Пока эти трое разбирались со списками заключённых на получение подарков, отец Алексий побродил по культурному центру. Довольно большой зал со столами для чаепития – наверное, человек на двести, если очень плотно всех посадить. Всего в колонии Металлостроя содержалась одна тысяча заключённых, церковь была рассчитана человек на сто-двести, но, как говорил отец Георгий, по воскресеньям приходило всего человек тридцать.
Основная проблема этого тюремного храма состояла в том, что у з/к не хватало денег, иными словами, служение здесь было для священников только послушанием, местом не хлебным. Это вблизи от Питера, а что говорить о нищете Тихвинской тюрьмы! Там тоже организовался приход, но священники в него не торопились, ибо и сами-то оба тихвинских монастыря – мужской и женский – отнюдь не процветали, а в тюрьмах з/к смотрят на церковь как на источник обогащения. Вот эти самые посылки для них очень важны, а кроме того – освобождение от работ и всякие послабления в режиме для тех, кто назовёт себя «активом церковного прихода». Печально всё это было; таким ли представлялось церковное будущее, когда, например, этот храм в Металлострое открывал сам тогдашний патриарх Алексий в 1992 году? С тех пор этот храм так и остался едва ли не единственным специальным церковным сооружением в местах лишения свободы всей России. В остальных колониях и тюрьмах церковь представляла собой закуток, часть помещения или, в лучшем случае, специально отведённую для неё комнату.

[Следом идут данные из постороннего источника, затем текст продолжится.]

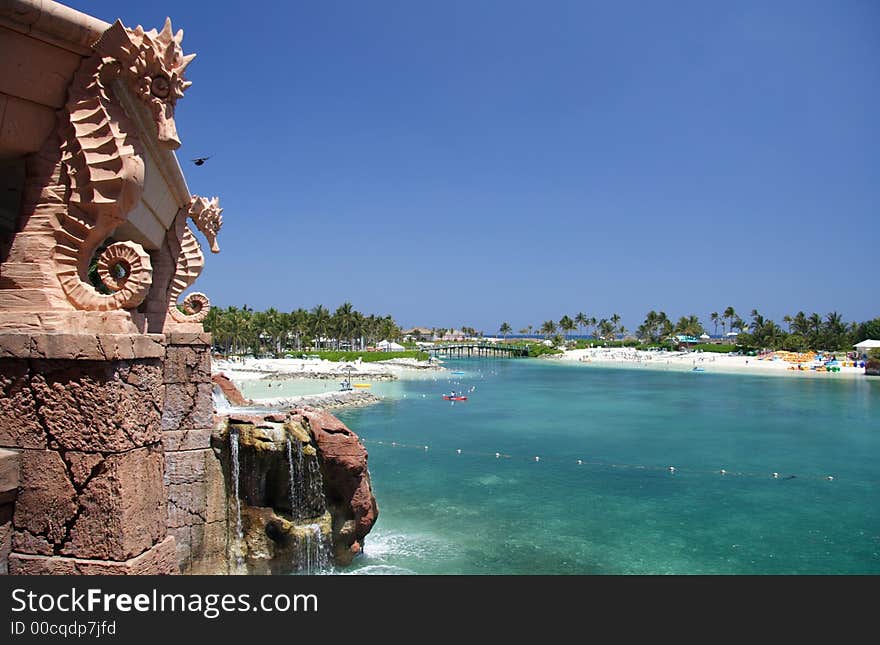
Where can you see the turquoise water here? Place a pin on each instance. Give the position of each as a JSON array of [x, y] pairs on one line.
[[621, 511]]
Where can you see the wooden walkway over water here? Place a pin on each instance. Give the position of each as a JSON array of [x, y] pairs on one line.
[[466, 350]]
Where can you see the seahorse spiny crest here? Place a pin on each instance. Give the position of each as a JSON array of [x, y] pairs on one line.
[[205, 214], [153, 64]]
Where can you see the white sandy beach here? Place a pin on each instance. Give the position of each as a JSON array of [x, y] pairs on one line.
[[261, 368], [684, 361]]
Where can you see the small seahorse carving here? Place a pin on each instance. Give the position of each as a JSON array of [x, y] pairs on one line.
[[102, 160], [205, 214]]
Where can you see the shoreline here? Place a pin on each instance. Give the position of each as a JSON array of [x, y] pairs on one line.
[[322, 369], [632, 358]]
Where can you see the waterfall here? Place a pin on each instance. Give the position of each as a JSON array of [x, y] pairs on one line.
[[317, 551], [221, 404], [239, 533], [295, 475], [306, 488]]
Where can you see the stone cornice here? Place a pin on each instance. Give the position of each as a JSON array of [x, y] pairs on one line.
[[82, 347], [53, 23]]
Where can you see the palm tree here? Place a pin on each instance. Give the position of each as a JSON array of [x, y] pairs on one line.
[[835, 330], [730, 316], [615, 321], [342, 323], [787, 320], [548, 328], [581, 320], [567, 325], [606, 329], [320, 321]]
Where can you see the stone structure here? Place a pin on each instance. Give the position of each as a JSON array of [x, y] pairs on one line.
[[109, 463], [105, 391]]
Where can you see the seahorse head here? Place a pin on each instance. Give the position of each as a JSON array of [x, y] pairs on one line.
[[205, 213], [152, 63]]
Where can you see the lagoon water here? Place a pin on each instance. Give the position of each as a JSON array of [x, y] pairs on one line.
[[622, 511]]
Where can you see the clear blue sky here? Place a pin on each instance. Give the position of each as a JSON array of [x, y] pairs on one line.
[[469, 162]]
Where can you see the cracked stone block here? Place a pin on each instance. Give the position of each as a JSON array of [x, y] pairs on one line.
[[160, 559], [121, 509], [188, 406], [187, 364], [99, 406], [19, 424], [46, 502], [5, 536], [196, 439]]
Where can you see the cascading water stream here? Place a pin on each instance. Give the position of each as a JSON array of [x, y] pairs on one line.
[[317, 551], [306, 487], [221, 403], [239, 533]]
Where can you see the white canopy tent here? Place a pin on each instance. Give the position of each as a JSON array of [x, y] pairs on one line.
[[389, 346]]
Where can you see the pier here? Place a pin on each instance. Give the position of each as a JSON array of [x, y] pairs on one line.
[[472, 349]]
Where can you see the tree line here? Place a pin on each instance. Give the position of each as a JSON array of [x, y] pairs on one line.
[[813, 331], [274, 332]]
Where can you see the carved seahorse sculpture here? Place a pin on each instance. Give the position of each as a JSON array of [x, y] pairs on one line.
[[205, 214], [102, 162]]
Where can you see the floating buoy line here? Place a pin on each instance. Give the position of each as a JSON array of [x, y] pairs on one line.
[[672, 470]]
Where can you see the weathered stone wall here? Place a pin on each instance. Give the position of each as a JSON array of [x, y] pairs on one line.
[[196, 515], [84, 414]]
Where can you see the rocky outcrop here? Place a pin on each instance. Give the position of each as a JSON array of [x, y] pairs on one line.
[[230, 391], [303, 492], [346, 480]]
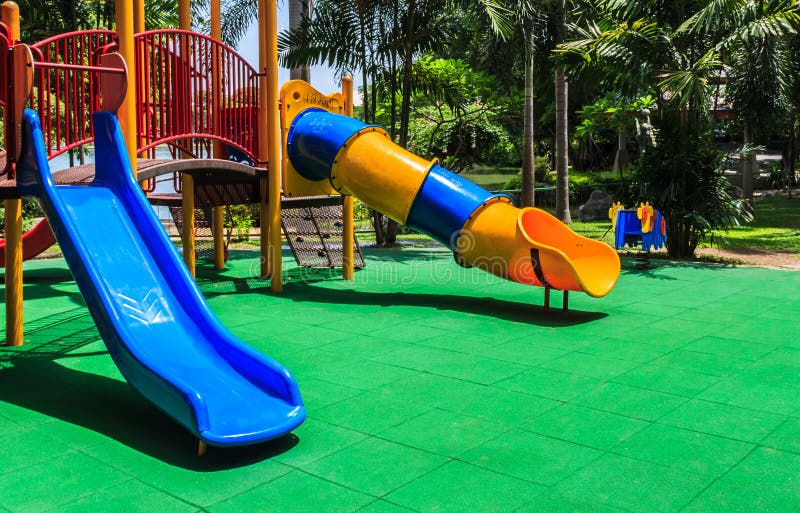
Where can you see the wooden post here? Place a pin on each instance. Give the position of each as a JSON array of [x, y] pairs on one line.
[[9, 12], [348, 229]]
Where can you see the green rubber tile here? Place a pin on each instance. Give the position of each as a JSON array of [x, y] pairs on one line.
[[429, 390], [370, 412], [597, 367], [786, 437], [317, 439], [656, 336], [383, 507], [463, 343], [704, 363], [407, 332], [442, 432], [630, 401], [766, 481], [364, 347], [585, 426], [633, 485], [668, 380], [556, 385], [318, 393], [296, 492], [24, 447], [56, 482], [128, 497], [220, 474], [554, 502], [747, 393], [531, 457], [521, 352], [730, 347], [722, 420], [634, 351], [451, 364], [461, 488], [71, 435], [684, 450], [375, 467], [503, 407]]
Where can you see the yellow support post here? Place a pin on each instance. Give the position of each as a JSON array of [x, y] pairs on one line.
[[187, 182], [9, 12], [218, 213], [348, 229], [124, 15], [274, 151]]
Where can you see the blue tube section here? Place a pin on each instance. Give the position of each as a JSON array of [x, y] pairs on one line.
[[314, 141], [444, 203]]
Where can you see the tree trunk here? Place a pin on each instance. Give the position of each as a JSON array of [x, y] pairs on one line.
[[298, 10], [528, 170], [749, 166], [562, 147]]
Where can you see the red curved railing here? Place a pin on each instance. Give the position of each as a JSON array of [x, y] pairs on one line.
[[191, 89]]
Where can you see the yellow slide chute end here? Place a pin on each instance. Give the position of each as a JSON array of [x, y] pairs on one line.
[[532, 247]]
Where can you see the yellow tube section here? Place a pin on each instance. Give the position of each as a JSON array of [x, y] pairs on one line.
[[499, 239], [380, 173]]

Однако отец Георгий ничего печального в положении Церкви не видел; он бодрился и укорял Алексия за «грех уныния». И на обратном пути из Металлостроя в Рыбацкое Алексий коротко пожаловался ему на нововведения епископа Мефодия… Мог бы долго изливать душу, да поездка была короткая.
Суть конфликта в монастыре была проста и безнадёжна, и именовалась «заменой команды». Почти восемь лет Алексий проработал с нынешним наместником, престарелым уже отцом Иваном Байковым, и все эти годы они никак не могли закончить простую, казалось бы, вещь: заставить съехать прежних жильцов с монастырских площадей в предоставляемое им качественное жильё. Две семьи держались за домики с участками, и ещё три семьи занимали первый этаж монастырской «зимней» гостиницы, не позволяя её, как следует, отремонтировать.
На памяти Алексия, человек пятьдесят благополучно съехали, но эти последние представляли собой типичных склочников, верящих в то, что они смогут содрать с монастыря запредельные суммы. Год за годом тянулись суды, этим людям предлагались разные варианты переселения. Последним предложением был целый обновлённый дом в другом районе Тихвина, но они и в нём нашли недостатки. Дескать, дом этот когда-то был административным зданием закрытого ещё в советскую эпоху мясокомбината, а по соседству есть якобы старый скотомогильник. Силиконовая кирпичная кладка дома якобы пришла в негодность и лишь поверхностно зашита новым красивыми панелями.
Что ж, в предложенном жилье, действительно, можно было найти изъяны, но несомненным было и то, что эти люди сопротивлялись из принципа, желая сделать монастырю пакость.
Алексий чувствовал, что ещё год, максимум два, и монастырь бы их «дожал», но новый наместник вдруг распорядился отозвать судебные иски. И Вилович ему вторил: «Зачем вы людей кошмарите? Пусть живут, где живут, а предлагавшееся им новое здание монастырь возьмёт себе».